El veterinario Juan Enrique Romero agrega que “se trata de algo inherente a cualquier ser vivo por el síndrome general que el organismo pone en funcionamiento para una alarma cualquiera”, y marca una diferencia: “Lo que el perro no tiene es el estrés que provoca la especulación mental. Al perro lo estresan hechos de la realidad. El ser humano especula en su cabeza con cosas que lo cargan de pequeños momento de estrés, que el perro no tiene. Pero el perro sí tiene otro tipo de estrés y necesita compañía y diversión, que muchas veces el dueño no le puede dar».

Huéspedes especiales

«Maga vino por una semana y ya lleva más de un año con nosotros», cuenta Marisa Huber, creadora del spa de mascotas Pet Ville, señalando a una perra de diez años, «casi galga», de pelo blanco y manchas marrones. «La pasamos a buscar por Martínez, a pedido de los dueños, que hacían una pareja divina», dice Marisa, y recuerda que los dueños de Maga estaban esperando un bebé y buscaban acomodarse en la casa. Hoy la pareja se fue a vivir con el bebé al exterior y la perra adoptó el spa como su nuevo hogar. «Ellos prefirieron dejarla acá y nos pagan todos los meses la estadía porque no querían abandonarla pero tampoco vivir con ella», explica.

Alfredo Ponce vive con su familia en Pet Ville y cuida de los perros como si fueran hermanos de Camila, su única hija, que todavía no habla pero se hace entender.

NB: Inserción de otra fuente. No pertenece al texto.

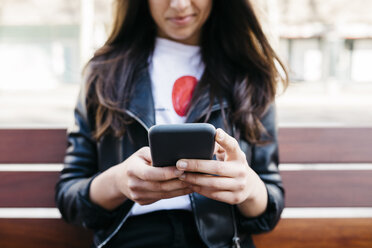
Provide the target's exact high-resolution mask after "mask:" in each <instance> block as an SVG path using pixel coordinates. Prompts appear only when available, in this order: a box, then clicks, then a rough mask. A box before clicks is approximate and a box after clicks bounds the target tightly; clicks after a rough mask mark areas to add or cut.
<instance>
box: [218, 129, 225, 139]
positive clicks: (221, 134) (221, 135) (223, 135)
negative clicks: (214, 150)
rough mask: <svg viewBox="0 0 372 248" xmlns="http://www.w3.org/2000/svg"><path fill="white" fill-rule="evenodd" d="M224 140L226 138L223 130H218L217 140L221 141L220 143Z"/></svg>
mask: <svg viewBox="0 0 372 248" xmlns="http://www.w3.org/2000/svg"><path fill="white" fill-rule="evenodd" d="M223 138H224V134H223V132H222V130H221V129H218V131H217V139H218V140H220V141H222V140H223Z"/></svg>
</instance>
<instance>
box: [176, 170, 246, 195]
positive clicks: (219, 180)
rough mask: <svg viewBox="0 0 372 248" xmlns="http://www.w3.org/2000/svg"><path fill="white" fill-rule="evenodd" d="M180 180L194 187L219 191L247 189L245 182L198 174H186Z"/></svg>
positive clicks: (225, 177) (194, 173) (181, 176)
mask: <svg viewBox="0 0 372 248" xmlns="http://www.w3.org/2000/svg"><path fill="white" fill-rule="evenodd" d="M180 180H182V181H183V182H185V183H189V184H192V185H193V186H200V187H205V188H208V189H210V190H218V191H239V190H244V189H245V187H246V184H245V182H244V180H235V179H232V178H230V177H216V176H212V175H206V174H197V173H184V174H183V175H182V176H180Z"/></svg>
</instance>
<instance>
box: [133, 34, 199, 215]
mask: <svg viewBox="0 0 372 248" xmlns="http://www.w3.org/2000/svg"><path fill="white" fill-rule="evenodd" d="M203 71H204V64H203V63H202V61H201V56H200V48H199V47H198V46H190V45H185V44H182V43H178V42H175V41H171V40H167V39H163V38H157V39H156V44H155V49H154V53H153V56H152V58H151V63H150V67H149V73H150V78H151V81H152V94H153V98H154V104H155V120H156V124H180V123H184V122H185V120H186V114H187V106H188V102H189V100H190V98H191V94H192V91H193V88H194V87H195V85H196V83H197V82H198V81H199V80H200V78H201V76H202V74H203ZM169 209H186V210H191V204H190V199H189V197H188V196H187V195H185V196H179V197H174V198H171V199H163V200H159V201H157V202H155V203H153V204H149V205H144V206H141V205H139V204H137V203H135V204H134V205H133V208H132V210H131V215H140V214H144V213H148V212H153V211H157V210H169Z"/></svg>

Alfredo conoce la historia de cada una de las mascotas con las que trabaja y se ocupa de bañarlas, darles de comer y realizarles controles rutinarios, además de los que hacen los veterinarios. Su recuerdo más fuerte tiene que ver con Pancha, la mascota que tenía la actriz Graciela Borges.

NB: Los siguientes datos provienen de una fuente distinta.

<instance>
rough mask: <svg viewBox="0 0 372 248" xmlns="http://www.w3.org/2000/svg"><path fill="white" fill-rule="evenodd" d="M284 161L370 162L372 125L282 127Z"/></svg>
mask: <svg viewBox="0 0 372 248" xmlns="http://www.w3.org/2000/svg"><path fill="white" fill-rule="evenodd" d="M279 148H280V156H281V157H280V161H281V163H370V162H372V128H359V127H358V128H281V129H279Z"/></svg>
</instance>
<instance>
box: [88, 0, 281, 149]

Era una rottweiler a la que había que mantener alejada del resto porque se peleaba con todos, hasta con los médicos. «Murió en mis brazos y Gra nos pidió que la enterráramos acá», dice Ponce, y cierra la anécdota conmovido: «Yo la llevaba en brazos y de repente noté que tras de mí venía un cortejo de todos los perros, completamente en silencio».

Claves caninas

La doctora en Ciencias Veterinarias Marina Snitcofsky indica que los caninos que pasan mucho tiempo encerrados en un ambiente pequeño, monótono, con pocos estímulos, y solos, tienen más probabilidades de desarrollar problemas de conducta.

El miedo a otros perros puede evitarse si entra en contacto de cachorro, «en su período sensible de socialización».

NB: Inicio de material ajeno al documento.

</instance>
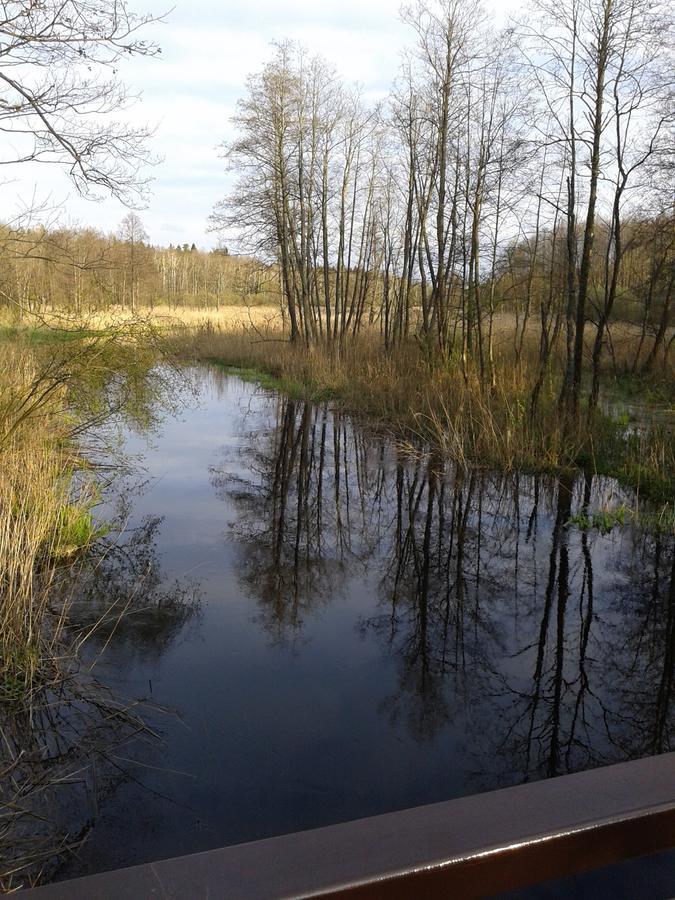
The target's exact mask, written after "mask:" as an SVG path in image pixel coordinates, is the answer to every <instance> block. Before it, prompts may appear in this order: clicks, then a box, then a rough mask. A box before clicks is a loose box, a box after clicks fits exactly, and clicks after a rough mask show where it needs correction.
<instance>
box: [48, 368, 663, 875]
mask: <svg viewBox="0 0 675 900" xmlns="http://www.w3.org/2000/svg"><path fill="white" fill-rule="evenodd" d="M194 377H195V379H196V382H197V383H198V397H197V399H196V401H194V402H192V403H190V404H189V405H188V406H186V407H185V408H183V409H182V410H181V412H180V414H179V415H177V416H167V417H166V418H164V419H163V421H161V423H160V424H159V425H158V427H156V428H155V429H153V431H152V432H151V433H149V434H141V433H139V432H138V431H136V430H133V429H128V430H126V431H125V432H124V435H123V449H124V451H125V452H126V453H127V454H128V455H129V456H130V457H131V458H134V459H136V460H137V462H138V465H139V466H142V474H139V475H138V477H137V479H136V481H134V480H133V479H132V482H131V484H130V485H129V489H128V490H126V491H124V492H122V493H121V494H120V495H119V496H117V497H110V498H109V501H108V505H107V506H106V508H105V509H104V510H103V511H102V515H103V516H106V515H108V516H110V515H111V514H112V512H111V511H112V510H113V508H115V509H117V511H118V513H119V510H120V509H121V510H122V513H121V517H122V518H123V520H124V522H125V530H124V534H123V535H122V536H121V537H120V539H119V541H118V546H117V547H116V548H115V550H114V551H111V552H110V554H109V556H108V558H107V559H106V562H105V563H104V564H103V565H102V566H99V567H97V569H96V571H95V572H94V573H92V574H91V576H90V577H89V578H88V579H87V580H86V584H85V587H84V588H83V590H82V593H81V595H80V597H79V598H78V601H77V603H76V604H75V616H76V617H78V616H79V617H80V619H81V621H82V622H86V621H88V620H94V619H96V617H97V616H99V615H101V610H105V609H107V608H108V607H109V606H110V604H111V603H114V604H115V609H116V610H120V611H122V610H124V611H125V615H124V617H123V618H121V619H120V620H119V621H117V618H116V617H115V621H114V624H110V619H109V624H108V626H107V627H103V628H100V629H99V631H98V632H97V633H96V635H95V636H94V637H93V638H92V639H91V640H90V642H89V644H88V650H87V653H88V658H89V659H90V660H91V661H95V660H96V669H95V671H96V673H97V676H98V679H99V680H100V681H101V682H103V683H104V684H106V685H109V686H110V687H111V688H113V689H114V691H115V692H116V693H117V695H119V696H121V697H127V698H130V699H137V698H142V699H143V700H144V701H145V704H146V707H145V708H146V709H147V716H148V717H149V719H150V720H151V722H152V726H153V728H155V729H156V730H157V731H158V733H159V734H160V735H161V743H158V742H157V741H153V742H148V741H146V740H143V741H140V742H138V744H137V745H131V746H129V747H124V748H122V749H119V750H118V751H117V756H116V757H115V761H116V764H117V765H119V770H120V771H122V770H123V772H124V775H123V777H122V776H121V777H120V778H119V779H118V780H117V782H116V783H115V786H114V789H111V790H110V792H109V796H107V797H106V798H105V799H104V801H103V802H101V803H100V805H99V808H98V809H97V814H96V817H95V824H94V826H93V828H92V830H91V833H90V835H89V838H88V840H87V841H86V843H85V844H84V846H83V847H82V848H81V850H80V851H79V854H78V857H77V858H76V859H73V860H72V861H71V862H69V863H67V864H66V866H65V868H64V869H63V870H62V871H61V872H60V873H59V877H73V876H75V875H79V874H83V873H87V872H92V871H98V870H102V869H106V868H113V867H117V866H123V865H130V864H133V863H137V862H142V861H147V860H153V859H158V858H162V857H169V856H174V855H179V854H183V853H189V852H194V851H199V850H205V849H208V848H212V847H217V846H223V845H226V844H231V843H236V842H240V841H248V840H253V839H257V838H262V837H266V836H270V835H275V834H280V833H283V832H289V831H296V830H300V829H304V828H312V827H317V826H320V825H325V824H329V823H334V822H339V821H344V820H348V819H354V818H357V817H360V816H368V815H374V814H377V813H382V812H386V811H389V810H395V809H400V808H404V807H409V806H415V805H419V804H423V803H432V802H435V801H440V800H445V799H449V798H452V797H458V796H461V795H464V794H470V793H475V792H478V791H485V790H490V789H493V788H497V787H503V786H507V785H512V784H517V783H520V782H523V781H528V780H534V779H537V778H543V777H548V776H553V775H556V774H562V773H565V772H571V771H575V770H578V769H584V768H590V767H593V766H600V765H606V764H609V763H613V762H619V761H623V760H628V759H633V758H636V757H640V756H645V755H649V754H654V753H659V752H662V751H665V750H669V749H672V746H673V736H674V734H675V729H674V724H675V717H674V714H673V713H674V708H675V707H674V703H673V687H674V680H675V673H674V666H673V662H674V660H675V554H674V541H673V537H672V534H671V535H660V534H658V533H656V532H650V531H645V530H639V529H637V528H634V527H632V526H631V525H628V524H625V525H616V526H615V527H613V528H611V530H609V531H608V533H604V534H603V533H601V532H600V531H599V530H597V529H588V530H582V529H581V528H580V526H579V524H574V517H575V516H577V515H578V514H579V512H580V511H581V510H583V509H588V510H589V511H591V512H593V511H598V510H615V509H617V508H618V507H620V506H621V505H622V504H625V503H631V502H632V500H631V497H630V496H629V495H628V494H627V493H626V492H624V491H623V490H622V489H621V488H620V487H619V486H618V485H617V484H616V482H614V481H612V480H609V479H605V478H593V479H587V480H584V479H583V478H582V479H580V480H578V481H575V482H570V481H569V480H565V479H562V480H561V479H556V478H552V477H544V476H531V475H524V474H519V473H511V474H506V475H504V474H495V473H492V472H490V471H487V470H477V471H473V472H461V471H458V470H456V468H455V467H454V466H453V465H452V464H450V463H449V462H448V461H446V460H443V459H439V458H435V457H434V456H433V455H429V454H426V453H424V452H420V453H418V454H417V455H414V456H413V455H410V453H404V452H403V451H401V450H399V449H397V447H396V446H395V444H394V442H393V441H392V440H391V439H390V438H389V437H388V436H387V435H386V434H382V433H377V432H374V431H371V430H369V429H368V428H365V427H363V426H360V425H358V424H356V423H355V422H354V421H353V420H352V419H350V418H349V417H347V416H345V415H344V414H341V413H340V412H338V411H336V410H334V409H332V408H331V407H330V406H324V405H310V404H305V403H301V402H297V401H292V400H289V399H287V398H284V397H281V396H278V395H276V394H274V393H272V392H268V391H264V390H262V389H261V388H259V387H257V386H255V385H252V384H248V383H245V382H243V381H241V380H240V379H238V378H236V377H233V376H228V375H226V374H223V373H221V372H218V371H213V370H208V369H204V370H199V371H198V372H195V373H194ZM139 471H140V470H139ZM104 647H105V652H100V651H102V650H103V648H104Z"/></svg>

La actividad física es la descarga de energía cinética (ejercicio físico) necesaria y previene el sobrepeso.

Los paseos le permiten al perro expresar su comportamiento de exploración, que es una necesidad diaria y tiene la motivación propia de explorar y marcar el territorio, además de enriquecerse de estímulos

Es importante la actividad lúdica en perros de cualquier edad y es una buena forma de fomentar el vínculo afectivo entre el perro y sus dueños u otros congéneres.

Valores. Con o sin comida

Los spa que incluyen la comida en el precio suelen cobrar un promedio de 170 pesos por día. Quienes no la incluyen (la pueden llevar sus dueños), abonan entre 70 y 90, dependiendo del tamaño y los requerimientos del animal.

Para gatos. Ellos también

Aunque con actividades diferentes, también existen los spa o pensionados para gatos.

Un día de rélax

Se baña al perro para prepararlo para la rutina. Se lo seca con cuidado y se lo viste con una bata especial. Después, sesión de masajes a cargo de un profesional. El animal sólo disfruta.

El baño de barro es uno de los preferidos por las mascotas , que luego pasan nuevamente por la ducha. Al final, después de toda la sesión de «belleza» canina, son pesados antes de seguir.